第16話 責務 その3
学園の授業はそれぞれ国で一番優れた教師によるものであり、何よりリュシェンヌを惹きつけたのは図書館にある膨大な一級の資料や蔵書だった。彼女はひたすら自分の能力を伸ばし何ができるのか、将来どのような道に進みたいのか考えながら勉強を進めていた。すぐに彼女は学年での首席になり、さらには飛び級も打診される。17歳になると院に進む許可をえることができた。
「女性では珍しいことですよ。よく頑張りましたね、リュシェンヌ嬢」
学生にはめったに直接話しかけない学長から直々に褒められて、リュシェンヌは恐縮しながらも嬉しくて仕方がない。これでまた、自分の進むべき道が見えてきたと思う。
「院ではあなたよりずっと年上の方たちと切磋琢磨しなければなりません。でもあなたならそれができると信じていますよ。体にだけは気をつけなさい」
「はい、ご指導ありがとうございました。精一杯努力します」
教室に戻ると、仲のいい令嬢たちがわっと周りを取り囲んできた。
「おめでとう、リュシェンヌ!その年で院に進むなんて立派だわ」
「あなたならできると思っていたわ。院に進んでも私たちのことは忘れないでね」
「ありがとう、みんな。あなたたちのおかげで学園の生活は忘れられない楽しいものだったわ」
「リュシェンヌったら…あんなに勉強ばかりしていて本当に楽しかったと言うのね。わかってはいたけれど、びっくりだわ」
「だから言ったでしょう?リュシェンヌは並みの令嬢にあらず、だわね」
「並みの令嬢でなければ一体何なのかしら?」
「うーん、変わり者?」
「ええ~っ!ひど~い!」
リュシェンヌの抗議にも明るい笑い声が広がった。リュシェンヌも昔私塾の終わりの日に経験した別れのさみしさを久しぶりに思い出しながら笑っていた。
家に帰り、両親に院に進むことを報告すると、二人とも本当に驚いたようだった。今まであまり進路について相談していなかったので無理もないと思う。特に母の嘆きは大きかった。
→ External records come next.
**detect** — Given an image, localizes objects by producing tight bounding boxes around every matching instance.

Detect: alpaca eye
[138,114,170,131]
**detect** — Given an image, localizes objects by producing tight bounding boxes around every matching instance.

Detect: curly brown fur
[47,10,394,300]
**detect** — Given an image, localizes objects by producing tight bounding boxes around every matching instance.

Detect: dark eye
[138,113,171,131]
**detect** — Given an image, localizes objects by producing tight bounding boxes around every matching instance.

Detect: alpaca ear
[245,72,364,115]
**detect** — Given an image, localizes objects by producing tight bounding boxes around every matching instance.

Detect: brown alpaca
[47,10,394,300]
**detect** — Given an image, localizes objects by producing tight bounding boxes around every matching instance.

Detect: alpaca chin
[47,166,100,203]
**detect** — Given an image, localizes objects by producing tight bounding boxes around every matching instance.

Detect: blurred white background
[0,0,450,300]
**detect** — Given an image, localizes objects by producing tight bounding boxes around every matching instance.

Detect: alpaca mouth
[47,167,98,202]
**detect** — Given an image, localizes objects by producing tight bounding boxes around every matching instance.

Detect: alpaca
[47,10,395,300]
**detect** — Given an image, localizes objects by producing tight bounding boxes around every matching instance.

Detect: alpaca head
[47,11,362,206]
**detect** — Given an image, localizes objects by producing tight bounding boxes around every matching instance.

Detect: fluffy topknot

「なんてこと…せっかく学園に進みながら社交に目もくれず勉強ばかりで…あなたの年齢なら縁談のお話だってそろそろ来るのよ。これ以上勉強してどうするの。適齢期を過ぎてしまうわ」
「お母さまは侯爵家の名に恥じないように振舞いなさいと幼い私に言ってくださいました。私はその言葉に従って自分の進むべき道をみつけたのです。申し訳ございませんが普通の令嬢のような期待は…」
「それでも女の子なのですから、親として心配するのは当然でしょう。何と言ってもあなたのような立場の娘が一人で生きていくことは大変難しいことなのですよ」
「わかっております。それでも私はやるべきことがあると思うのです。お許しください」
「あなた、何とかおっしゃってください。あなたがリュシーを甘やかすからですわよ」
父はそれでも黙っている。リュシェンヌを見る目がいつもの穏やかで愛情に満ちたものから、国の責任ある仕事を背負ってきた鋭いものになっていった。母もそんな気配を感じてか黙ってしまった。
「リュシェンヌ」
父から愛称ではなく呼ばれるのは久しぶりのことだった。
「はい」
リュシェンヌはまっすぐ父に向かい合った。
「おまえが男の子なら大変喜ばしいことだ。女の子であるお前がこの先進もうとしている道は果てしなく厳しい。前例も大変少ない。いろいろと嫌な思いも、投げ出したいと思うこともあるだろう。それでも続けると誓えるか。中途半端に投げ出されては回りが迷惑する。覚悟があるか問うている」
リュシェンヌは一瞬目をつむり、大きく息を吸って答えた。
「はい、覚悟はできております。絶対に逃げません」
「よし、部屋に戻りなさい」
「お父さま、お母さま…ありがとうございます。私はお二人の娘であることを本当に感謝しております」
リュシェンヌは精一杯令嬢らしく礼儀にかなったお辞儀をして部屋から出ていった。